Header Ads

Kelemahan Hadits Iyadh Bin Ghanm Tentang Menasehati Penguasa

Ada sebuah hadits yang banyak diperbincangkan orang lantaran dijadikan dalil oleh sebagian kelompok untuk menyalahkan tindakan kelompok lain dalam manhaj mereka mengkritik penguasa terang-terangan. Hadits tersebut adalah riwayat Iyadh bin Ghanm ra, Rasulullah shallallaahu 'alaihi wa sallam bersabda,

مَنْ أَرَادَ أَنْ يَنْصَحَ لِسُلْطَانٍ بِأَمْرٍ، فَلَا يُبْدِ لَهُ عَلَانِيَةً، وَلَكِنْ لِيَأْخُذْ بِيَدِهِ، فَيَخْلُوَ بِهِ، فَإِنْ قَبِلَ مِنْهُ فَذَاكَ، وَإِلَّا كَانَ قَدْ أَدَّى الَّذِي عَلَيْهِ لَهُ

“Barangsiapa hendak menasehati penguasa dengan suatu hal maka janganlah dia menampakkannya terang-terangan, melainkan hendaklah dia raih tangan penguasa itu lalu berduaan dengannya.
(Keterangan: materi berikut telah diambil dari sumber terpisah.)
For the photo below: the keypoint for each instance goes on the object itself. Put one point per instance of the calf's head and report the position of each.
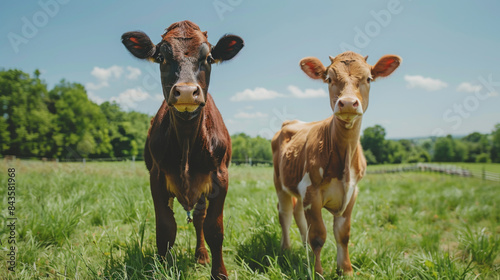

Kalau dia menerima nasehat itu maka baguslah, tapi kalau tidak berarti dia sudah melaksanakan kewajibannya kepada penguasa.”

Hadits ini diriwayatkan dari dua jalur menuju Iyadh bin Ghanm:
  1. Jalur Syuraih bin Ubaid, dari Iyadh bin Ghanm.
  2. Jalur Jubair bin Nufair dari Iyadh bin Ghanm.
Jalur Syuraih langsung ke Iyadh diriwayatkan oleh Ahmad dalam musnadnya, Ibnu Abi ‘Ashim dalam As-Sunnah, Abu Ubaid dalam Al-Amwal, semua dari jalur Shafwan bin Amr, dari Syuraih bin Ubaid.

Isnadnya shahih sampai kepada Syuraih, tapi ada kelemahan yaitu terputusnya sanad antara Syuraih dengan Iyadh bin Ghanm. Sebagian orang ada yang mengatakan mungkin saja Syuraih mendengar dari Iyadh atau Hisyam, tapi ini akan terbantahkan bila kita melihat beberapa fakta berikut:

Al-Hafizh Ibnu Hajar dalam At-Taqrib mengatakan, “Dia banyak memursal hadits.”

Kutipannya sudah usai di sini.